There are several considerations in interpreting the results. First, because the current study is a cross-sectional design, the causal effect of sodium-potassium ratio on insulin resistance or sensitivity was not identified in this study. Second, we used spot urinary samples collected in specific point in time instead of 24-h urinary samples collected during a day (24 hours) reflecting higher levels of the actual metabolic indicator [19]. Twenty-four-hour urinary samples are generally difficult to use in population-based studies such as the present study because of cost for time and money. Furthermore, the 24-h estimates of urinary sodium and potassium levels, and their ratio are more appropriate than the dietary sodium, potassium, and sodium-potassium ratio obtained by FFQ.

There are two advantages in the present study. First, participants with a history of cardiovascular disease, kidney disease, or cancer were excluded from this study, because these diseases influence diet and lifestyle patterns of patients. Second, we used various parameters including HoMA-IR, fasting insulin, and QUICKI as markers of insulin metabolism, which were validated and frequently used to quantify insulin resistance or sensitivity.
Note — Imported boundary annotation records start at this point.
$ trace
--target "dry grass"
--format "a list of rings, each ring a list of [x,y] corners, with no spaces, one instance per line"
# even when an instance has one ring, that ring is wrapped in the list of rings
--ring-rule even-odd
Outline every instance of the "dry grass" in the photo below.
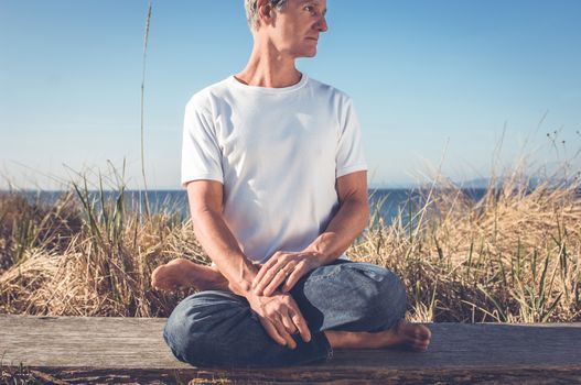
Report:
[[[505,178],[480,201],[438,180],[390,226],[378,217],[349,254],[397,272],[416,321],[581,320],[579,179],[528,189]],[[152,290],[149,277],[174,257],[208,258],[171,207],[130,210],[85,186],[56,204],[0,196],[0,312],[168,316],[187,293]]]

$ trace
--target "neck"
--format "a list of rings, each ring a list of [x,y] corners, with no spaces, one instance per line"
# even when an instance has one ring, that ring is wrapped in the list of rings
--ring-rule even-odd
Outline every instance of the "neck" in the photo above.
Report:
[[[294,57],[276,50],[267,41],[255,38],[246,68],[235,77],[249,86],[282,88],[299,82],[301,75],[294,65]]]

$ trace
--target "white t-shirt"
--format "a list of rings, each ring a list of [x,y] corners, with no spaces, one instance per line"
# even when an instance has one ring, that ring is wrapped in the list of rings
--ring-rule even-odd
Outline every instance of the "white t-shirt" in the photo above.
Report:
[[[224,185],[224,219],[252,261],[306,248],[337,210],[335,179],[366,168],[349,97],[304,74],[284,88],[230,76],[185,108],[182,185]]]

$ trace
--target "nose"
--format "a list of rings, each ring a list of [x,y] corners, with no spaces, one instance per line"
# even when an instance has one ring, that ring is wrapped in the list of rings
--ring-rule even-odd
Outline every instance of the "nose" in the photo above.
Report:
[[[329,25],[326,24],[326,19],[324,15],[321,15],[321,18],[319,19],[319,22],[316,23],[316,29],[320,32],[325,32],[326,30],[329,30]]]

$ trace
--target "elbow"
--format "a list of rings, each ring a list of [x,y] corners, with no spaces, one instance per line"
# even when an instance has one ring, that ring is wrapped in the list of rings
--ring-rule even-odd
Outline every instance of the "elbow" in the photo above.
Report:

In conclusion, we found that sodium-potassium ratios were positively associated with insulin resistance and inversely associated with insulin sensitivity among Korean adults. In order to decrease insulin resistance, a low sodium intake and a high potassium intake are recommended. Potassium is consumed via fruits and vegetables. Therefore, low-sodium intake should accompany high consumption of fruits and vegetables. Since the present study was a cross-sectional study, further studies are needed to corroborate these findings in clinical trials or prospective studies.